Peak expiratory flow rate (PEFR) is the fastest speed a person can blow air out of fully inflated lungs, measured in litres per minute. It is a simple, inexpensive, and widely available marker of airway calibre used heavily in asthma diagnosis and monitoring. To judge whether a reading is good or bad you need to compare it against what is expected for that person’s age, sex, and height.
How it works
This calculator uses the Nunn and Gregg reference equations, matched to EU-scale (EN13826) peak flow meters. They predict PEFR in litres per minute from age in years and height in metres:
Men: PEFR = exp( 0.544 × ln(age) − 0.0151 × age − 74.7/height + 5.48 )
Women: PEFR = exp( 0.376 × ln(age) − 0.0120 × age − 58.8/height + 5.63 )
If you also enter a measured value, the tool divides it by the predicted to give percent predicted:
percent predicted = measured / predicted × 100
EU-scale vs Wright-scale meters: why it matters
Two different meter calibrations have been used in clinical practice: the older Wright scale and the newer EU scale (EN 13826), introduced in the UK and Europe from the early 2000s. The two scales give different numerical readings for the same breath because of how the meters were engineered and calibrated — an EU-scale meter typically reads higher than a Wright-scale meter for the same patient.
The Nunn-Gregg equations were validated against EU-scale meters. If a measured reading comes from an old Wright-scale meter, the percent-predicted comparison will be inaccurate. Confirm your meter type before using the output clinically. Most modern meters sold in the UK and Europe since around 2004 comply with EN 13826 and use the EU scale.
Interpretation guide
| Percent predicted | Broad interpretation |
|---|---|
| 80–100% | Normal range |
| 50–79% | Moderate airflow limitation — review and treat |
| 33–49% | Severe airflow limitation — urgent review |
| Below 33% | Life-threatening — emergency treatment |
These bands are guidance, not diagnostic thresholds. They are widely used in UK asthma management protocols but should always be interpreted alongside symptoms, oxygen saturation, and clinical history. Individual patients can have a personal best that sits above or below the population predicted value.
Personal best vs predicted value
For ongoing asthma monitoring, a patient’s own personal best — measured when well and at their most stable — is the preferred reference. The population predicted value from the Nunn-Gregg equations is most useful when:
- A personal best has not yet been established (newly diagnosed patient)

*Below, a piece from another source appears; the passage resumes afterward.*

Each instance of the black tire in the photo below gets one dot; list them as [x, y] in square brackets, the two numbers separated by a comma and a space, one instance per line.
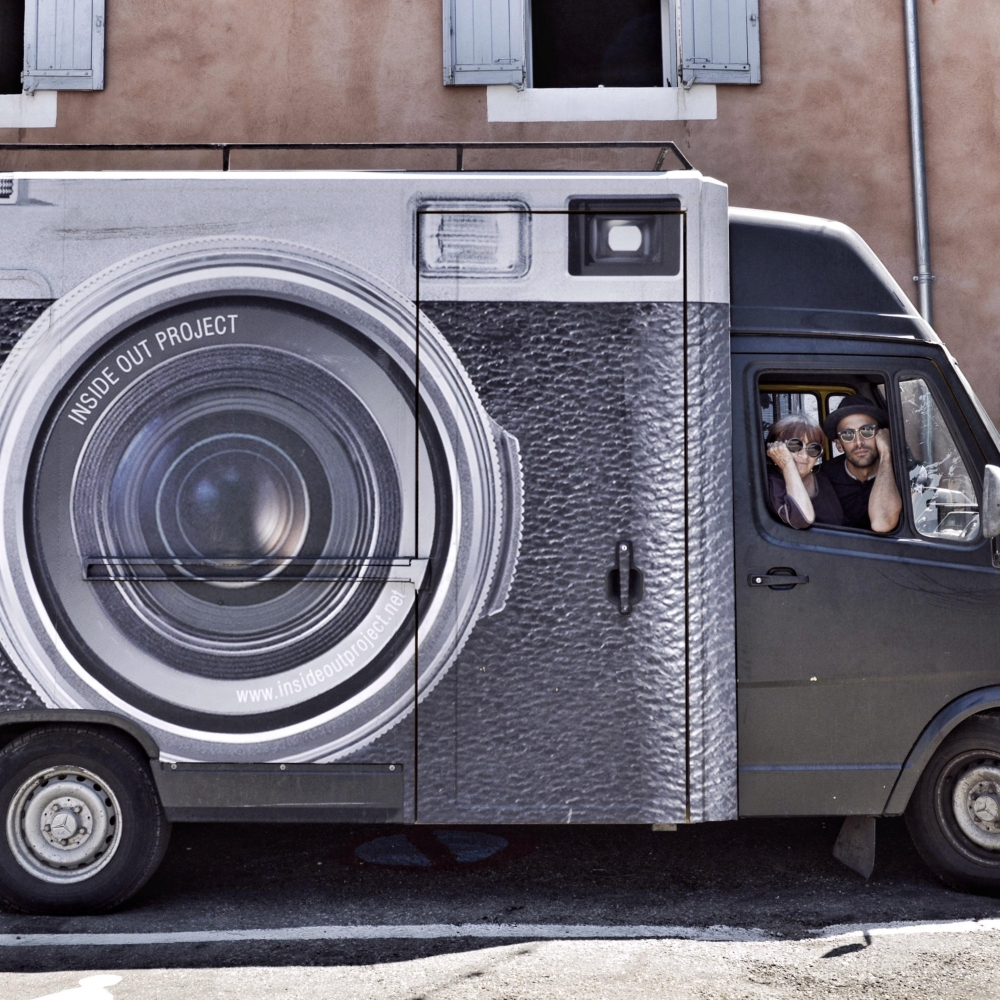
[61, 780]
[962, 851]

- A patient cannot recall or report their previous best readings
- Screening or occupational health contexts where a group reference is needed
Once a personal best is established, express the current reading as a percentage of that personal best rather than the predicted value. Personal best reflects the individual’s physiology, not just the average for their age and height group.
Paediatric patients
The Nunn-Gregg equations are validated for adults — broadly from the mid to late teens upward. Children have different reference ranges that scale with height alone (not age) using separate paediatric charts. Do not apply these adult equations to children and adolescents.
This is an educational and clinical support tool. It does not constitute medical advice or replace clinical assessment by a qualified healthcare professional.